Add support for head_dim > 1024 for fp16, no whitespace change
Thanks to @842974287 's implementation. Add head_dim > 1024 for fp16 in add_QKV_bias_rebuild_padding add_bias_input_layernorm
For the comments in https://github.com/842974287/FasterTransformer/commit/dacb3ceed52d6cdb59f10adc6fa02f615da9084a
- When word_per_block != 1, dim3 grid(m * half_k / block.x / word_per_block * 3); could generate remainder, which might cause problem.
- This diff now contains the implementation of add_bias_input_layernorm when headdim > 1024.
Please let me know if this pr is good for commit, or we need to modify. Thanks!
cc @byshiue
I cannot compile the codes successfully. Even if I fix the issue, I will get wrong results when I run the hidden_dim > 1024. How do you verify the correctness?
I cannot compile the codes successfully.

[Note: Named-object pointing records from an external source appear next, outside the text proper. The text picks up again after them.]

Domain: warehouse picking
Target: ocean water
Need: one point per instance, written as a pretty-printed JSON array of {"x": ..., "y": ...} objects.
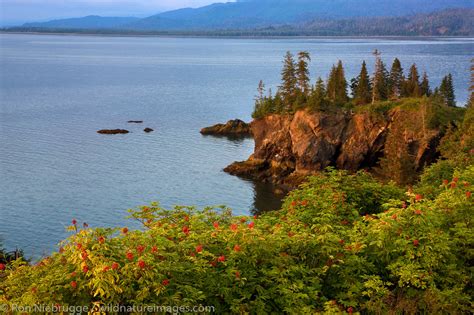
[{"x": 56, "y": 91}]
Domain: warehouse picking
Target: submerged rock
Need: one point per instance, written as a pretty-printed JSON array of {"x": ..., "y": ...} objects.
[
  {"x": 112, "y": 131},
  {"x": 234, "y": 127}
]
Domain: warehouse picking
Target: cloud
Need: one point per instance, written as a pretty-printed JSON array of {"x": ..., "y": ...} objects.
[{"x": 20, "y": 11}]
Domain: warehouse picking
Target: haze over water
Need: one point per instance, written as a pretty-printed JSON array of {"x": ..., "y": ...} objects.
[{"x": 57, "y": 91}]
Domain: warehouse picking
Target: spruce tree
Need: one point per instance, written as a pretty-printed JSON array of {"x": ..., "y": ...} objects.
[
  {"x": 375, "y": 83},
  {"x": 396, "y": 80},
  {"x": 446, "y": 90},
  {"x": 413, "y": 82},
  {"x": 470, "y": 102},
  {"x": 362, "y": 93},
  {"x": 302, "y": 72},
  {"x": 425, "y": 85},
  {"x": 289, "y": 82},
  {"x": 380, "y": 83},
  {"x": 318, "y": 97},
  {"x": 337, "y": 85}
]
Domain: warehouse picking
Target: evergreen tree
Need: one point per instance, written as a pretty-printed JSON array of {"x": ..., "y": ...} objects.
[
  {"x": 375, "y": 83},
  {"x": 289, "y": 81},
  {"x": 380, "y": 83},
  {"x": 337, "y": 85},
  {"x": 318, "y": 97},
  {"x": 302, "y": 72},
  {"x": 470, "y": 102},
  {"x": 260, "y": 91},
  {"x": 396, "y": 80},
  {"x": 425, "y": 86},
  {"x": 362, "y": 93},
  {"x": 413, "y": 82},
  {"x": 446, "y": 90}
]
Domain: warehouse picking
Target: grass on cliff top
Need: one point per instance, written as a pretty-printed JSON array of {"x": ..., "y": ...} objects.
[{"x": 437, "y": 114}]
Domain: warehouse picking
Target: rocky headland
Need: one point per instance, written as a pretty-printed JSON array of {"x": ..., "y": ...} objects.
[
  {"x": 233, "y": 128},
  {"x": 290, "y": 147}
]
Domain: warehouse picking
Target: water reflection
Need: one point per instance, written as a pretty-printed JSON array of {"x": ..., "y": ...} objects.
[{"x": 265, "y": 198}]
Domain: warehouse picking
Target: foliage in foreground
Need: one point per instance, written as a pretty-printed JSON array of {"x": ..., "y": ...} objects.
[{"x": 341, "y": 243}]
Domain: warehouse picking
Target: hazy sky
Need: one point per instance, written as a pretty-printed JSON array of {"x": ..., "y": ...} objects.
[{"x": 19, "y": 11}]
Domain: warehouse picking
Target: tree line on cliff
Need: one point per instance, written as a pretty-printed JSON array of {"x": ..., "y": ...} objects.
[{"x": 296, "y": 91}]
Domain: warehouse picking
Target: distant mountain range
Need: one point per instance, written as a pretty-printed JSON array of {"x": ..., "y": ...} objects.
[
  {"x": 87, "y": 22},
  {"x": 289, "y": 17}
]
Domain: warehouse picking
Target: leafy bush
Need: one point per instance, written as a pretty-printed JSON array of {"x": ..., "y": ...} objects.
[{"x": 340, "y": 243}]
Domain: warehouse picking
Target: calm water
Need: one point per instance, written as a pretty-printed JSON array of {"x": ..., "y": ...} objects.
[{"x": 56, "y": 91}]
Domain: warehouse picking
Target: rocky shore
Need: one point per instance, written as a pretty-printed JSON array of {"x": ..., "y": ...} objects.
[
  {"x": 290, "y": 147},
  {"x": 236, "y": 128}
]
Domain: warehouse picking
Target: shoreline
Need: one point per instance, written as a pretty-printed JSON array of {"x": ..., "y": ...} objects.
[{"x": 217, "y": 36}]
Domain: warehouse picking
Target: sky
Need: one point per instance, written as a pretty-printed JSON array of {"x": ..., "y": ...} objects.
[{"x": 13, "y": 12}]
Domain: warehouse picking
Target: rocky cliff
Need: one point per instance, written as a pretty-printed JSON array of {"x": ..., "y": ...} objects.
[{"x": 289, "y": 147}]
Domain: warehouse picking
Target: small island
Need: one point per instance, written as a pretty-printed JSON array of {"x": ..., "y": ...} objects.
[
  {"x": 112, "y": 131},
  {"x": 235, "y": 128},
  {"x": 391, "y": 125}
]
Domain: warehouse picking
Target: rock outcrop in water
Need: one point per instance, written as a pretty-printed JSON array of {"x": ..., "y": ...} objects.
[
  {"x": 112, "y": 131},
  {"x": 289, "y": 147},
  {"x": 236, "y": 127}
]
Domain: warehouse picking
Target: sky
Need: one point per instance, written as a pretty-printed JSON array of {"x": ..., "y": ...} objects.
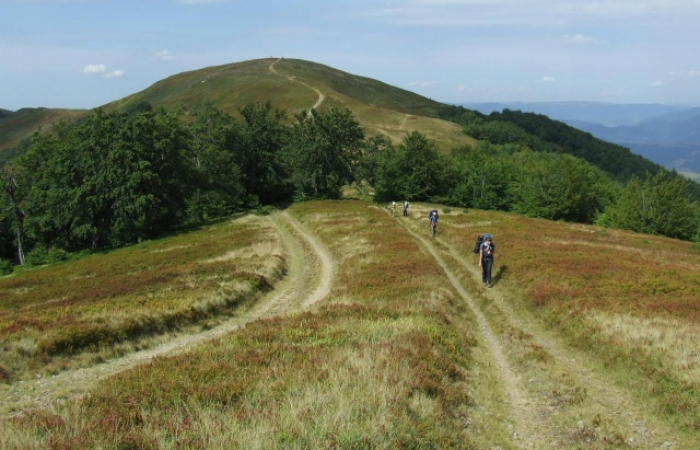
[{"x": 86, "y": 53}]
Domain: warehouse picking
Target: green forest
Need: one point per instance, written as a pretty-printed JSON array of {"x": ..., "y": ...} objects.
[{"x": 113, "y": 179}]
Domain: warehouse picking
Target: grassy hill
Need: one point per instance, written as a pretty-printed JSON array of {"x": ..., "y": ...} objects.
[
  {"x": 23, "y": 123},
  {"x": 569, "y": 350},
  {"x": 291, "y": 85}
]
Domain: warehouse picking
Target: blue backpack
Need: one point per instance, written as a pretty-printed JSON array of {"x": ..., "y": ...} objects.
[{"x": 480, "y": 240}]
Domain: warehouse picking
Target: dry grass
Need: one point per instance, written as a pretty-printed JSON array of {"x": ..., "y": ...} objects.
[
  {"x": 630, "y": 300},
  {"x": 50, "y": 314},
  {"x": 381, "y": 364}
]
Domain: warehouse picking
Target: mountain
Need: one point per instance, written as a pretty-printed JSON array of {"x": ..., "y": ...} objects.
[
  {"x": 607, "y": 114},
  {"x": 290, "y": 85},
  {"x": 672, "y": 140},
  {"x": 21, "y": 124},
  {"x": 295, "y": 85}
]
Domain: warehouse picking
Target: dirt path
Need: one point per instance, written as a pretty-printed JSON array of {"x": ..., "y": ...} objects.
[
  {"x": 642, "y": 431},
  {"x": 565, "y": 402},
  {"x": 321, "y": 95},
  {"x": 308, "y": 280},
  {"x": 528, "y": 430}
]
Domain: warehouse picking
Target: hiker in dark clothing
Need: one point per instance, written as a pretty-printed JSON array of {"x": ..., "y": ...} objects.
[{"x": 486, "y": 251}]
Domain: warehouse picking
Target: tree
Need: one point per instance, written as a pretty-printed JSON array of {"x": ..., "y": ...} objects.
[
  {"x": 257, "y": 147},
  {"x": 108, "y": 180},
  {"x": 484, "y": 176},
  {"x": 415, "y": 171},
  {"x": 15, "y": 193},
  {"x": 659, "y": 204},
  {"x": 218, "y": 186},
  {"x": 321, "y": 151},
  {"x": 558, "y": 187}
]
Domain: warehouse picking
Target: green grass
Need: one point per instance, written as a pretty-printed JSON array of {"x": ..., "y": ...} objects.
[
  {"x": 382, "y": 363},
  {"x": 379, "y": 108},
  {"x": 49, "y": 313},
  {"x": 23, "y": 123},
  {"x": 631, "y": 300}
]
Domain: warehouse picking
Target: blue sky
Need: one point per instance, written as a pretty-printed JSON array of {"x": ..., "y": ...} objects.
[{"x": 85, "y": 53}]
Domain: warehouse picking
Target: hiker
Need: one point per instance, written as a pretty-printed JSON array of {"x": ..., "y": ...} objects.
[
  {"x": 433, "y": 218},
  {"x": 486, "y": 251},
  {"x": 392, "y": 208}
]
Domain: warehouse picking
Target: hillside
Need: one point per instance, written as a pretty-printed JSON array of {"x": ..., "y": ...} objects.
[
  {"x": 606, "y": 114},
  {"x": 295, "y": 85},
  {"x": 23, "y": 123},
  {"x": 334, "y": 325},
  {"x": 291, "y": 85}
]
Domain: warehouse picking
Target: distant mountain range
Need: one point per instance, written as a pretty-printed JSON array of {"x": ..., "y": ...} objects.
[{"x": 667, "y": 135}]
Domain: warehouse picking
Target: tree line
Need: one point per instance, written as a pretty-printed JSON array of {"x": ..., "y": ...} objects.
[{"x": 113, "y": 179}]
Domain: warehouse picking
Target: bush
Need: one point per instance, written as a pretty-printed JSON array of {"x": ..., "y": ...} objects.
[
  {"x": 56, "y": 254},
  {"x": 38, "y": 256},
  {"x": 6, "y": 267}
]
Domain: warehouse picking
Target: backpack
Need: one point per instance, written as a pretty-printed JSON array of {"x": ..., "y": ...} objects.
[{"x": 480, "y": 240}]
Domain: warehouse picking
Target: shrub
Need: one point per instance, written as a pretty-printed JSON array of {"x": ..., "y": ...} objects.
[
  {"x": 6, "y": 267},
  {"x": 38, "y": 256},
  {"x": 56, "y": 254}
]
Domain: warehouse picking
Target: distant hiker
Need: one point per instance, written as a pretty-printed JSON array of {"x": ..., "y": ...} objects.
[
  {"x": 392, "y": 208},
  {"x": 486, "y": 251},
  {"x": 433, "y": 217}
]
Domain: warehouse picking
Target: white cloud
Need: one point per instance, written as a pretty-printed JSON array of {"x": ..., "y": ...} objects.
[
  {"x": 196, "y": 2},
  {"x": 164, "y": 55},
  {"x": 580, "y": 39},
  {"x": 93, "y": 69},
  {"x": 116, "y": 74}
]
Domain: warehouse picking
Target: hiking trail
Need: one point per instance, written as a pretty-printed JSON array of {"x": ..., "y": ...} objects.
[
  {"x": 308, "y": 280},
  {"x": 540, "y": 418},
  {"x": 321, "y": 95}
]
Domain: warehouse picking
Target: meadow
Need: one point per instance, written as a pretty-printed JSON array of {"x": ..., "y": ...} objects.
[
  {"x": 82, "y": 312},
  {"x": 630, "y": 300},
  {"x": 397, "y": 355},
  {"x": 381, "y": 363}
]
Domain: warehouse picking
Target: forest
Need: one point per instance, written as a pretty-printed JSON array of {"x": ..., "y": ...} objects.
[{"x": 113, "y": 179}]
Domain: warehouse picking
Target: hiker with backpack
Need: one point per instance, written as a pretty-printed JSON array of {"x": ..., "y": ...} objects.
[
  {"x": 486, "y": 250},
  {"x": 433, "y": 217}
]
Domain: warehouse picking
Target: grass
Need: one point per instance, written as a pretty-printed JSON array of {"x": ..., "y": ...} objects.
[
  {"x": 51, "y": 313},
  {"x": 392, "y": 357},
  {"x": 23, "y": 123},
  {"x": 383, "y": 362},
  {"x": 630, "y": 300}
]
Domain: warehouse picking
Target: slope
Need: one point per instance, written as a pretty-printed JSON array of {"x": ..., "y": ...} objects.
[
  {"x": 293, "y": 86},
  {"x": 23, "y": 123},
  {"x": 406, "y": 349}
]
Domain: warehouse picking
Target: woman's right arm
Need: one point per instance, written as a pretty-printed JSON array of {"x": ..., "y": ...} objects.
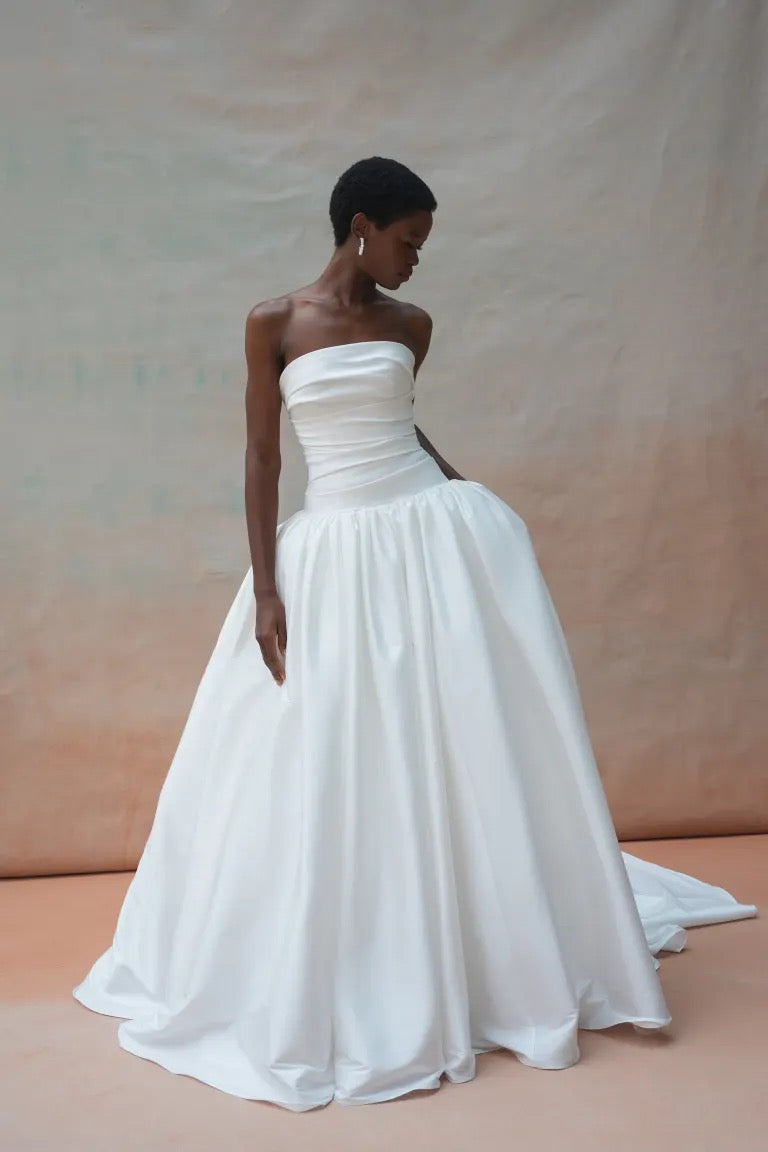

Even if I fix the issue, I will get wrong results when I run the hidden_dim > 1024. How do you verify the correctness?
Thanks for you reply!
We have some unit test to test its correctness internally, but I havent test this part of code in open source environment. I wonder what is your suggestion of testing it in open source?
Also, we will work on fixing https://github.com/NVIDIA/FasterTransformer/pull/104 and merge it as well recently :)
Here is a simple unit test. You can add some cases with hidden_dimension > 1024 into the unit test.
The request of #104 are supported in next beta version.
next beta version
Great! Thanks! I wonder when will this beta version becoming a steady official releasing version, or it is already steady enough to be imported as thirdparty library?
For your request and the BERT model, it should be steady. We release it as beta version because:
- We may break the API again recently.
- We still not update all guides. But the guide of BERT should be latest.